Facing Main Street, the commercial component will comprise approximately 600 square feet of space. Though a tenant has not yet been identified, the development team says a retailer or restauranteur is most likely to move there.
Parking will be located in garage that is built into the hilly terrain of Chaplin Avenue. By using the small .13-acre lot’s topography to their advantage, development designers intend to create the impression for Main Street observers that the edifice is just two-stories high.
The final plan okayed by town officials earlier this month stands in stark contrast to an original proposal to construct a four-story structure containing 19 dwelling units and standing nearly 57-feet tall.
As Latham explained to CPDC members earlier this month, after town officials and downtown abutters last summer rattled off a host of concerns about the initial plan, which would have also included more than 1,000 square feet of commercial space and a fully mechanized parking garage, his client has made significant concessions.
“Obviously, there’s been some pretty significant changes since the last time we were before this board,” said the local lawyer.
After facing criticism from abutters about building aesthetics and potential traffic and parking issues, the Middletown ownership group had introduced a compromised version last November that included only 12 housing units.
However, CPDC representatives, feeling the development would still dwarf neighboring properties in being one of the tallest buildings in the downtown area, again asked for the developer to go back to the drawing board. Several concerns were also raised with the mechanized “City Lift” garage system, which would have automatically stacked cars into undersized parking spaces after residents pulled into a bay area off of Chaplin Avenue.
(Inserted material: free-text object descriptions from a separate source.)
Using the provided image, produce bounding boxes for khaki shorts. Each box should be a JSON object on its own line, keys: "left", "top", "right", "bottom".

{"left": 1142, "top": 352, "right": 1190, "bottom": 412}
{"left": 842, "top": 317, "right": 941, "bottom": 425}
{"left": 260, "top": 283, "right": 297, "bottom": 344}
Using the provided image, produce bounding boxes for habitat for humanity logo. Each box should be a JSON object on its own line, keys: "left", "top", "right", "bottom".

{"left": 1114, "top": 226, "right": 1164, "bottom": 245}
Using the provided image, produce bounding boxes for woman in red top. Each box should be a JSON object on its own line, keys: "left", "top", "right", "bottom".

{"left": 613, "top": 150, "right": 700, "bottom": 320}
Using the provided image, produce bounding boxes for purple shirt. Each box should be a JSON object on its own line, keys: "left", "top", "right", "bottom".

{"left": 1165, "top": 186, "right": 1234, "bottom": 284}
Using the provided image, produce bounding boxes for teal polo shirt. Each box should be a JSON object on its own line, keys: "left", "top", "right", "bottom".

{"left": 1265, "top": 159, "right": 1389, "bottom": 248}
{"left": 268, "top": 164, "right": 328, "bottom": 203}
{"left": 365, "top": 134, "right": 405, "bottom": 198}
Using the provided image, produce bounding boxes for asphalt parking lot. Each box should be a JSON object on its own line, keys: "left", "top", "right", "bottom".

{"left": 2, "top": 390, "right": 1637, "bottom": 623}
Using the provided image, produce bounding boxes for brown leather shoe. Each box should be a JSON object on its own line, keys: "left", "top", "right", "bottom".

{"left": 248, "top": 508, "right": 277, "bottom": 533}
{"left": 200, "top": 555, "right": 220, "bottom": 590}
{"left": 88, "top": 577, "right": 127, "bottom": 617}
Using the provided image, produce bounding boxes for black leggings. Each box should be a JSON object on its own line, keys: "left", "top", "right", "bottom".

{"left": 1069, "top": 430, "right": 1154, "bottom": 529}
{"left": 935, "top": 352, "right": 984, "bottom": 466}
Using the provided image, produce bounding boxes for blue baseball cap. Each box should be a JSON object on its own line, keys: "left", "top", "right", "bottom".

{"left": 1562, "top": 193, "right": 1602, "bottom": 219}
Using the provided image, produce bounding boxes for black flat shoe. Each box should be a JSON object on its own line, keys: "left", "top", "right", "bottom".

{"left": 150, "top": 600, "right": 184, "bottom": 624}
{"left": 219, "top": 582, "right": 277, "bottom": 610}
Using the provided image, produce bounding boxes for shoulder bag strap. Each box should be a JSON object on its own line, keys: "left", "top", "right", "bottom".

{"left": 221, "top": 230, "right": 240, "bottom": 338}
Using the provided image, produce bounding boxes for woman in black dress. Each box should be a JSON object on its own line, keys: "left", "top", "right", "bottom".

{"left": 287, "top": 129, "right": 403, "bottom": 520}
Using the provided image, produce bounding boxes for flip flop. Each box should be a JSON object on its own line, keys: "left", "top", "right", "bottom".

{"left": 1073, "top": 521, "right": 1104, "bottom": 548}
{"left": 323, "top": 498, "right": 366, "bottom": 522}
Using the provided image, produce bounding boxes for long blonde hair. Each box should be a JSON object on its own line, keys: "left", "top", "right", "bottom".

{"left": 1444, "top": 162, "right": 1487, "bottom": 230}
“The building height is now dropped so it’s in compliance with the zoning bylaw,” Latham explained during a virtual hearing in early February. “It’s actually below the 45-feet that’s allowed for a multi-family with a commercial use on the first floor.”
“The number of units have also dropped down to seven. We’re still maintaining a commercial space with 603 square feet,” the development team spokesman continued. “The ‘City Lift’ parking system has been removed [and the garage has been] reverted to nine parking spaces.”
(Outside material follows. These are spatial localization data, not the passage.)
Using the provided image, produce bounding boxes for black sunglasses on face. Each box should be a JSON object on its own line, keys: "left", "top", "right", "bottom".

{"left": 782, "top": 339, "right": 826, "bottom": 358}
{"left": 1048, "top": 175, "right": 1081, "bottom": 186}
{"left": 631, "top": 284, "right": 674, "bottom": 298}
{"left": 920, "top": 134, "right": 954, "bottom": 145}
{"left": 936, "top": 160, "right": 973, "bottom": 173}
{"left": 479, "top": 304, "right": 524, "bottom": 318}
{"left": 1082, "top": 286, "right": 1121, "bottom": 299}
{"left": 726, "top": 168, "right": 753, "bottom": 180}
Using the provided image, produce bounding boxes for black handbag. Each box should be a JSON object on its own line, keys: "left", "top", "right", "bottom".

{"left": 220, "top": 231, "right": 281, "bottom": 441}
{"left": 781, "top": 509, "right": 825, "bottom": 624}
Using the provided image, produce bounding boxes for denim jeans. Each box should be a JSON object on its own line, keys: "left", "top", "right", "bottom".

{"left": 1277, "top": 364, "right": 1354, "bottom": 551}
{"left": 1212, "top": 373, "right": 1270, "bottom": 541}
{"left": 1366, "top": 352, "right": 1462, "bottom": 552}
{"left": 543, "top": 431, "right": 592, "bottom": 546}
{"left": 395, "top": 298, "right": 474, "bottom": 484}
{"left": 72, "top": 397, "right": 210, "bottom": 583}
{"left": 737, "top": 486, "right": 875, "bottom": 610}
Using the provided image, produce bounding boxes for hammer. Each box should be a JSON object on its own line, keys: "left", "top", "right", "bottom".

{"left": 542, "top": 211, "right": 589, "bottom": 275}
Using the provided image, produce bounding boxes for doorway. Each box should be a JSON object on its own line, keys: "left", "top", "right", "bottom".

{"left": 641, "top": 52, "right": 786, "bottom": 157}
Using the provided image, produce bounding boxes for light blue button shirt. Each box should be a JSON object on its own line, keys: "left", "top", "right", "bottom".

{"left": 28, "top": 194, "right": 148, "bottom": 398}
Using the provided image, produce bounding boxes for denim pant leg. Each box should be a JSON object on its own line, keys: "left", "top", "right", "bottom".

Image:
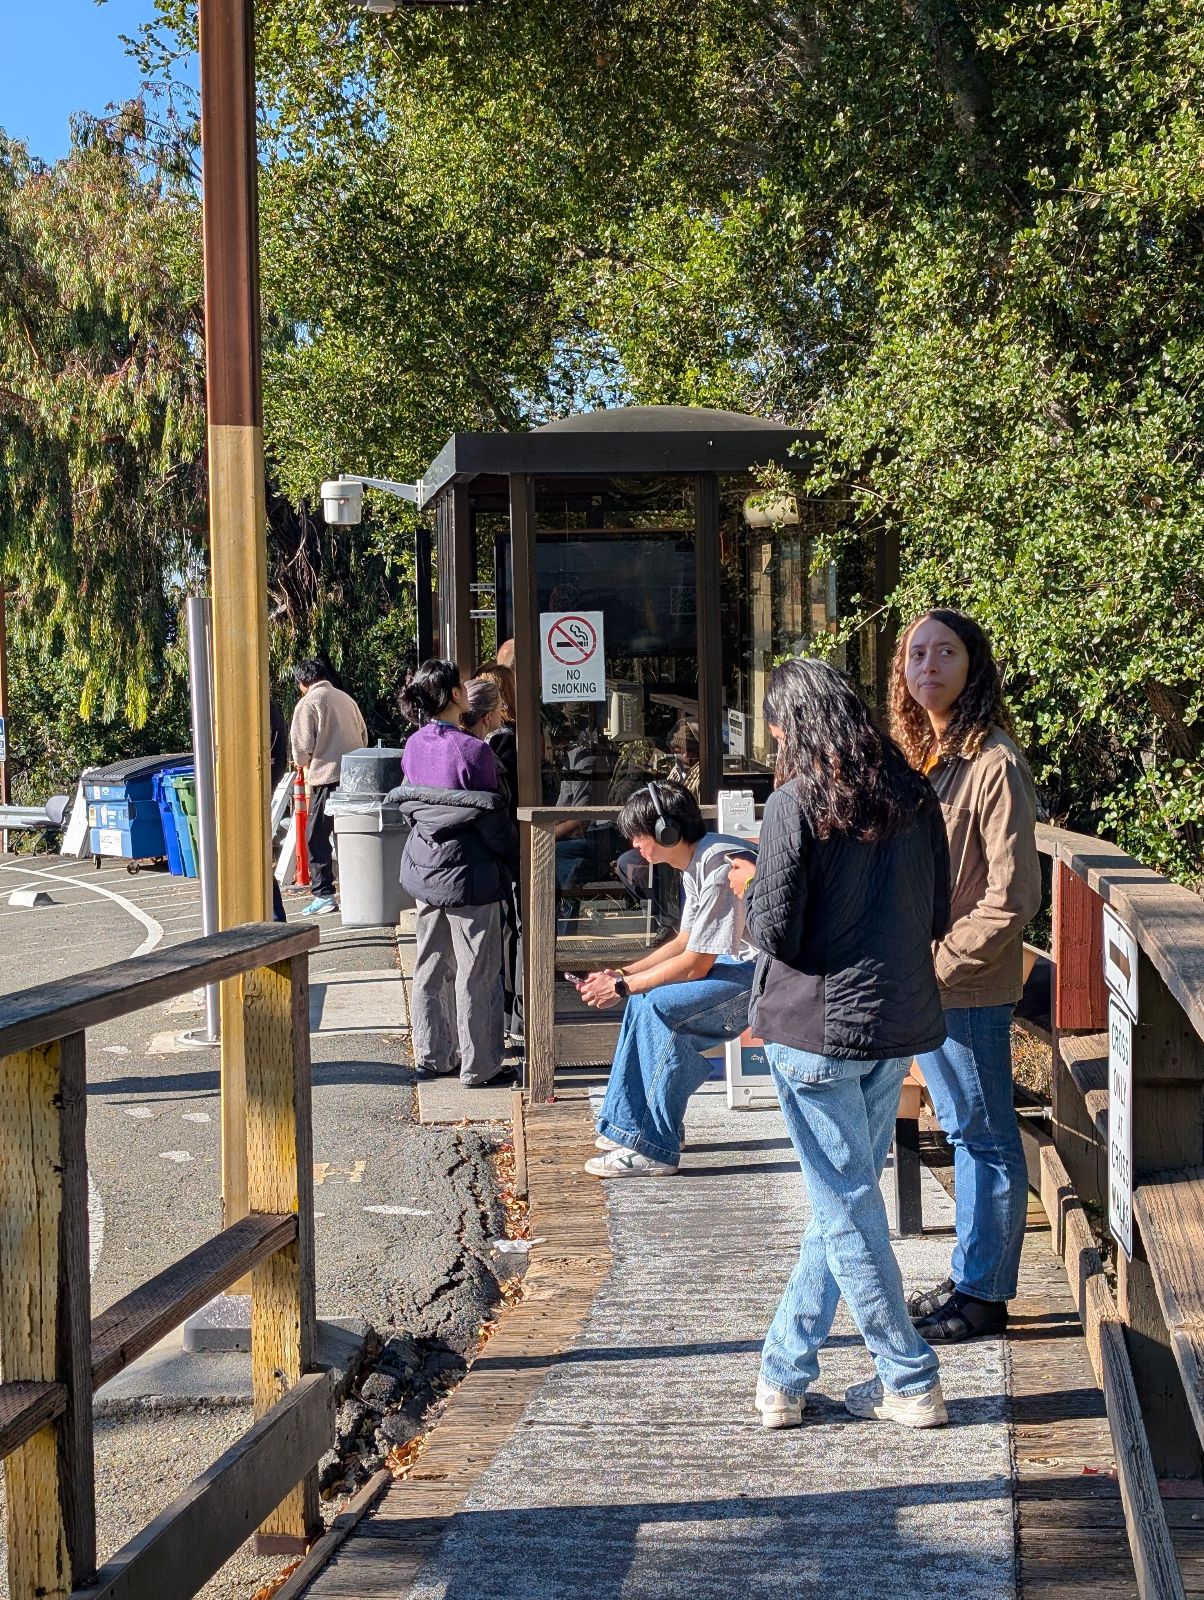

Long the home of a Middlesex East sister publication, the new project will be dubbed, “The Chronicle” in a nod towards the property’s historical use as the headquarters for the town’s newspaper-of-record.
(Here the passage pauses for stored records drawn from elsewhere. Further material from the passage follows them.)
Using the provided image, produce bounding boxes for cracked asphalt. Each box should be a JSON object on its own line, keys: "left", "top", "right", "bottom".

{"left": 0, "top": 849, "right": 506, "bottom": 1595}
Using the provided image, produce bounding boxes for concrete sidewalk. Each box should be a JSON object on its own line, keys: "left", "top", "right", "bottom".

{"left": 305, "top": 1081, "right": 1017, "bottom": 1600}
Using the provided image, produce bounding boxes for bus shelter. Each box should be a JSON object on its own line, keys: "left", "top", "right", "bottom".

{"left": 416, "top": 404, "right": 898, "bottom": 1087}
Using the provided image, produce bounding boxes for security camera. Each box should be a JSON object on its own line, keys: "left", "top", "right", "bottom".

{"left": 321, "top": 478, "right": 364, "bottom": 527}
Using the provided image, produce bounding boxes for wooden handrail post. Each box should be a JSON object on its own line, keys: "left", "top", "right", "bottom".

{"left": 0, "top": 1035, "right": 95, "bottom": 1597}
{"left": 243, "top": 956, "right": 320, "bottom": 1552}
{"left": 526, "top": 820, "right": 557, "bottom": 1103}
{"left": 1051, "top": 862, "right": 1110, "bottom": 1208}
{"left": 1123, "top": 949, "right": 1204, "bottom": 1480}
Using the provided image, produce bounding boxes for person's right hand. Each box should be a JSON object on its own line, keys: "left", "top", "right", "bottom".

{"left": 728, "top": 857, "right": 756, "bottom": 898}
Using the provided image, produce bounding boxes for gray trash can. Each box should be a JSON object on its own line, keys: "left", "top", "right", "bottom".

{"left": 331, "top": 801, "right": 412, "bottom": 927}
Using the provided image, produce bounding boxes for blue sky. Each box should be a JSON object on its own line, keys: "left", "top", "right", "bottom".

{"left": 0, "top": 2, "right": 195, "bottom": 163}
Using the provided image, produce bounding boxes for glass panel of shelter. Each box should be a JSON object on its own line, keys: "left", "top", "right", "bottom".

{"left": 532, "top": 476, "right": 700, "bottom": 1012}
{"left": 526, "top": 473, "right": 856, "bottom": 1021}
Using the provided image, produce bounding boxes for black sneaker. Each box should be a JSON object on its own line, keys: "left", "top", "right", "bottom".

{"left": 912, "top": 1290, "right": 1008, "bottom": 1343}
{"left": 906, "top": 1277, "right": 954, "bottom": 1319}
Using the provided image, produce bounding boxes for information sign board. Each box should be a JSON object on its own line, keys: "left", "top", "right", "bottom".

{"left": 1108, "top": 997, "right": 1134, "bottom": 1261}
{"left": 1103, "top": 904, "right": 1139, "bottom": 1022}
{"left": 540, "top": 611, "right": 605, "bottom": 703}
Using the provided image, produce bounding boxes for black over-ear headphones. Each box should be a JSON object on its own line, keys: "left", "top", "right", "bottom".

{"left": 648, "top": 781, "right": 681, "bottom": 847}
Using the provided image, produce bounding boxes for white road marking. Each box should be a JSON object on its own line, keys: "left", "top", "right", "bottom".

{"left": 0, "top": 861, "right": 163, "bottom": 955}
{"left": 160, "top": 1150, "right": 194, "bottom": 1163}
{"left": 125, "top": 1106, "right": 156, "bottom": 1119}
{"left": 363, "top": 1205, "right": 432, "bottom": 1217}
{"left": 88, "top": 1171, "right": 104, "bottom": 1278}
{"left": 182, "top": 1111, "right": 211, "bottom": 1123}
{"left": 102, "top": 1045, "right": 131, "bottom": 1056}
Dating back to 1932, the stucco building, which at 4,600 square feet occupies much of the overall 5,600 square foot lot, had also once served as an auto dealership. The family-run newspaper chain, which acquired the property in 1967, sold the Reading Center property back in August of 2018 for $599,000.
The site is now owned by a real-estate holding company managed by Middleton resident and electrical contractor Antonio Grieco, according to records maintained by Reading’s assessor’s office and Secretary of State William Galvin.
In an economic development initiative first unveiled by former Governor Mitt Romney back in 2004, special smart-growth or 40R zoning districts like the one created by Reading Center aim to cluster denser housing projects near downtown areas and public transportation hubs.
To encourage that building trend, state officials will contribute roughly $75,000 to towns that establish a 40R district, while other financial incentives - such as a one-time $3,000 per unit payment - are hinged upon the future creation of new housing in the zones.
Proponents of smart-growth districts say the special overlay zones when utilized properly cut-back on urban sprawl, reduce local traffic by placing residents near restaurants, grocers, and other retailers, and tend to attract young professionals and first-time homebuyers. Supporters say the zones also promote public transportation, because MBTA bus routes and commuter rails across the state tend to stop right in community centers.
To date 40R petitions approved by Reading's CPCD include the Postmark Square project off of Haven Street. As the name suggests, the redevelopment replaces an old post office with a new four-story building.
Standing 64-feet tall and containing 8,500 square feet of ground-level retail space, the Postmark Square complex will be topped by 50 condominiums.
Reading has also okayed the redevelopment of the old EMARC building off of Gould Street, where a new four-story building, containing 3,500 square feet of ground-level commercial space and 55 apartments, is planned.